Sympathetic neurons undergo apoptosis when deprived of nerve growth factor (NGF). Inhibitors of RNA or protein synthesis block this death, suggesting that gene expression is important for apoptosis in this system. We have identified SM-20 as a new gene that increases in expression in sympathetic neurons after NGF withdrawal. Expression of SM-20 also increases during neuronal death caused by cytosine arabinoside or the phosphatidylinositol 3-kinase inhibitor LY294002. In addition, SM-20 protein synthesis is elevated in NGF-deprived neurons compared with neurons maintained with NGF. Importantly, expression of SM-20 in sympathetic neurons causes cell death in the presence of NGF. These results suggest that SM-20 may function to regulate cell death in neurons.

Nerve growth factor-dependent activation of NF-kappaB contributes to survival of sympathetic neurons.

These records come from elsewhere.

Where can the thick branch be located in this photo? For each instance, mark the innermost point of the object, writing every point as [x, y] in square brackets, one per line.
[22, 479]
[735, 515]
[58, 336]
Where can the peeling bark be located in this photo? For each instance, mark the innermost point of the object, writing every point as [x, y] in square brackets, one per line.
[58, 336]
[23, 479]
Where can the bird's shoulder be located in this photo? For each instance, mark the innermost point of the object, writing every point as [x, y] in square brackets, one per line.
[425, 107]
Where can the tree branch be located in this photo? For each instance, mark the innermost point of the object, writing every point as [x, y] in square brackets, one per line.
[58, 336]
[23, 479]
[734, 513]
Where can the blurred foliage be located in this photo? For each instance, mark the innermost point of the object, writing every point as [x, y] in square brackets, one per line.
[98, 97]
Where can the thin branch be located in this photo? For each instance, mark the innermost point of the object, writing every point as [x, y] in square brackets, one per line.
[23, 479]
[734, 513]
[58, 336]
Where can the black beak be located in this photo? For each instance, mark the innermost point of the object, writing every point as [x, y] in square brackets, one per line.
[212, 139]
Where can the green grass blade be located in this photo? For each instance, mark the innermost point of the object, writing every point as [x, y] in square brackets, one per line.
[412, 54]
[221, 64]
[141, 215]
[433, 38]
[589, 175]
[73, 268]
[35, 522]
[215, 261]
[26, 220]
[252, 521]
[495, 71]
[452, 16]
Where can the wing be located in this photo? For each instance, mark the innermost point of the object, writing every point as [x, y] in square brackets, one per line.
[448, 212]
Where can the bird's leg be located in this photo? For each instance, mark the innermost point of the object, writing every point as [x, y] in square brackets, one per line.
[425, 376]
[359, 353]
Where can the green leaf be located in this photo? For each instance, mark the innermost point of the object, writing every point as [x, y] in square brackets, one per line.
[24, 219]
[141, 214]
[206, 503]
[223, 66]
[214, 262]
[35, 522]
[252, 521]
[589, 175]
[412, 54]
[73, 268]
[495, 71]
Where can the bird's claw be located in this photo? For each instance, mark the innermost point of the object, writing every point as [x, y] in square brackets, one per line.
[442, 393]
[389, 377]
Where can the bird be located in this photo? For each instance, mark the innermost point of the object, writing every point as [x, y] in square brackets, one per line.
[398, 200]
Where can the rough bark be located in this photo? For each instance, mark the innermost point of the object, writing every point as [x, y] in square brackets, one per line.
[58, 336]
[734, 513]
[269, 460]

Neurotrophins activate multiple signaling pathways in neurons. However, the precise roles of these signaling molecules in cell survival are not well understood. In this report, we show that nerve growth factor (NGF) activates the transcription factors NF-kappaB and AP-1 in cultured sympathetic neurons. Activated NF-kappaB complexes were shown to consist of heterodimers of p50 and Rel proteins (RelA, as well as c-Rel), and NF-kappaB activation was found to occur independently of de novo protein synthesis but in a manner that required the action of the proteasome complex. Treatment with the NF-kappaB inhibitory peptide SN50 in the continuous presence of NGF resulted in dose-dependent induction of cell death. Under the conditions used, SN50 was shown to selectively inhibit NF-kappaB activation but not the activation of other cellular transcription factors such as AP-1 and cAMP response element-binding protein. Cells treated with SN50 exhibited morphological and biochemical hallmarks of apoptosis, and the kinetics of cell killing were accelerated relative to death induced by NGF withdrawal. Finally, experiments were conducted to test directly whether NF-kappaB could act as a survival factor for NGF-deprived neurons. Microinjection of cells with an expression plasmid encoding NF-kappaB (c-Rel) resulted in enhanced neuronal survival after withdrawal of NGF, whereas cells that were transfected with a vector encoding a mutated derivative of c-Rel lacking the transactivation domain underwent cell death to the same extent as control cells. Together, these findings suggest that the activation of NF-kappaB/Rel transcription factors may contribute to the survival of NGF-dependent sympathetic neurons.